Israel needs to remove Hezbollah threat in north, Gantz tells Blinken
Hezbollah has been testing the waters in recent weeks, initiating a series of fire exchanges as the Jewish state fights Hamas terrorists to the south.
The upsurge in attacks on northern Israel from Lebanon compels the Jewish state to act and remove the Hezbollah threat from its border, Israeli Minister-without-Portfolio Benny Gantz told U.S. Secretary of State Antony Blinken during a phone call on Monday evening.
“The international community must act against the state of Lebanon to stop the aggression in the border area,” warned Gantz, a member of the Israeli War Cabinet, according to a readout from his office.
Gantz said he also updated Washington’s top diplomat on the progress of the Israel Defense Forces’ operation against the Hamas terror group and conveyed his “profound appreciation” for the U.S. veto of a U.N. Security Council resolution that called for an immediate ceasefire.
Blinken and Gantz “discussed ongoing efforts to facilitate the safe return of all remaining hostages, further increase levels of humanitarian assistance and prevent the conflict from expanding,” according to State Department spokesman Matthew Miller.
Blinken “stressed the urgent need for affirmative steps to de-escalate tensions in the West Bank and reiterated that Israel must take all possible measures to avoid civilian harm” and “emphasized that the United States remains committed to advancing tangible steps towards the realization of a Palestinian state,” according to Miller.
Blinken’s decision to sidestep his Israeli counterpart—Israeli Foreign Minister Eli Cohen—and call Gantz comes in the backdrop of reported disagreements between the Biden administration and Israeli Prime Minister Benjamin Netanyahu over post-war plans for the Gaza Strip. Foremost among those is what role, if any, the Mahmoud Abbas-led Palestinian Authority will play.
Blinken also called Gantz on Nov. 17 to discuss “efforts to augment and accelerate the transit of critical humanitarian assistance into Gaza.”
While the Jewish state fights Hamas terrorists to the south, Iranian-backed Hezbollah has been testing the waters in recent weeks, initiating a series of fire exchanges.

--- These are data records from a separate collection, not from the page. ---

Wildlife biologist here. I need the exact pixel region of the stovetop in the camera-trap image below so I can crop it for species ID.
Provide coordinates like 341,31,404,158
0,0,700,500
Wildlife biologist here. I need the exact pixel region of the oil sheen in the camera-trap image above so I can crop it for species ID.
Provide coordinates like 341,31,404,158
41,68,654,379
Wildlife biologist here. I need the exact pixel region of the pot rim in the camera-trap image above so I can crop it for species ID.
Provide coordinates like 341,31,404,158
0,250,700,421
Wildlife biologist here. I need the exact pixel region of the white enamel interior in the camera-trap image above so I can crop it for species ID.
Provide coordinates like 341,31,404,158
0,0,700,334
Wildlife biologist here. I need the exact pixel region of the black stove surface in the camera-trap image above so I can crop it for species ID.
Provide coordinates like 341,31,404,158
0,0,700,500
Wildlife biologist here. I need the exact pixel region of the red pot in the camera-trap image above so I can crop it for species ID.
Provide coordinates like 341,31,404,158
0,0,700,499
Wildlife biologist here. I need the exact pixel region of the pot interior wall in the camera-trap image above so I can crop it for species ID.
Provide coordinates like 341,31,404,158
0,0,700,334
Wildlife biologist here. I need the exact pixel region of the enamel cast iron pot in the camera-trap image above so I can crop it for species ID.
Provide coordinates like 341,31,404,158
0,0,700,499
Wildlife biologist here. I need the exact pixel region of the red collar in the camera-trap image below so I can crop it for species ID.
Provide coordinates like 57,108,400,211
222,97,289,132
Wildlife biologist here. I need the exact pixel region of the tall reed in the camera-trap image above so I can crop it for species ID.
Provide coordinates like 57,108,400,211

Since Oct. 7, three Israeli civilians and six IDF soldiers have been killed in attacks on the northern border.
On Sunday, two attack drones infiltrated the Western Galilee region from Lebanese territory, moderately injuring two IDF soldiers. Four others were lightly hurt from shrapnel and smoke inhalation.
On Dec. 6, Israeli Defense Minister Yoav Gallant told local leaders in northern Israel that Jerusalem plans to utilize all diplomatic and military means to push Hezbollah out of Southern Lebanon.

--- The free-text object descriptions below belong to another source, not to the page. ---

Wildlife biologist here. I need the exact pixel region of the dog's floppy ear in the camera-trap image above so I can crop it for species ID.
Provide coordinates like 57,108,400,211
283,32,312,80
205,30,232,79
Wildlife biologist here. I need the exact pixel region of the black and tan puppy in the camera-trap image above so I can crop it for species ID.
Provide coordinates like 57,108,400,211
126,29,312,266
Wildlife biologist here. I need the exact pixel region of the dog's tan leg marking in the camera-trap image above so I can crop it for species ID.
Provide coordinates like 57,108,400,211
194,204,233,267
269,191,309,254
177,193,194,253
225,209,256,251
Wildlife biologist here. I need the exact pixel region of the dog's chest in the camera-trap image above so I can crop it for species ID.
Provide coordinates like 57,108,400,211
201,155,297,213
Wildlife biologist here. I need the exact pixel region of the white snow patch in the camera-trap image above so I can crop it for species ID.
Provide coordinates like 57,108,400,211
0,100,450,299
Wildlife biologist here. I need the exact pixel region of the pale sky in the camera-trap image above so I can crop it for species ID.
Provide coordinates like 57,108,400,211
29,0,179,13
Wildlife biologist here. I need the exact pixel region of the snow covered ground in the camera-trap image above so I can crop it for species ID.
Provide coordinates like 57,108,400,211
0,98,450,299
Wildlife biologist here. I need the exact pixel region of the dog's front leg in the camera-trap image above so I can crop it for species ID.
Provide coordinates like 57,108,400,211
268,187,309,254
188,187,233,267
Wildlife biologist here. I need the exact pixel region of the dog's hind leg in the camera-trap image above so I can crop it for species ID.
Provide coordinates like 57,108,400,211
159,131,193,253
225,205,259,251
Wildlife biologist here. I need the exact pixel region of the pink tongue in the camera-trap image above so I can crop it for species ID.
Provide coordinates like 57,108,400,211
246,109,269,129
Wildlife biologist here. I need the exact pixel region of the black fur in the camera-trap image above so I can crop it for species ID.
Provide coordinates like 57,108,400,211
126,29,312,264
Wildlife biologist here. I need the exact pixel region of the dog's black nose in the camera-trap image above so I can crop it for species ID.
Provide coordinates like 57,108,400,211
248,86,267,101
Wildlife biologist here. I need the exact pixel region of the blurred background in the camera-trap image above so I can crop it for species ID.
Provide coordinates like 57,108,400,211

U.N. Security Council Resolution 1701 stipulates that Hezbollah is not allowed to operate south of the Litani River, which is located some 30 kilometers (18 miles) north of the Israel-Lebanon frontier.
The U.N. resolution, which was passed after the 2006 war between Israel and Hezbollah—and ratified by both Beirut and Jerusalem—also calls for the Iran-backed group to be disarmed.
The some 80,000 evacuated Israelis who live up to nine kilometers (5.5 miles) from the northern border will not be asked to return home until Hezbollah withdraws to the north of the Litani River and “security is established” in the area, Gallant assured community leaders last week.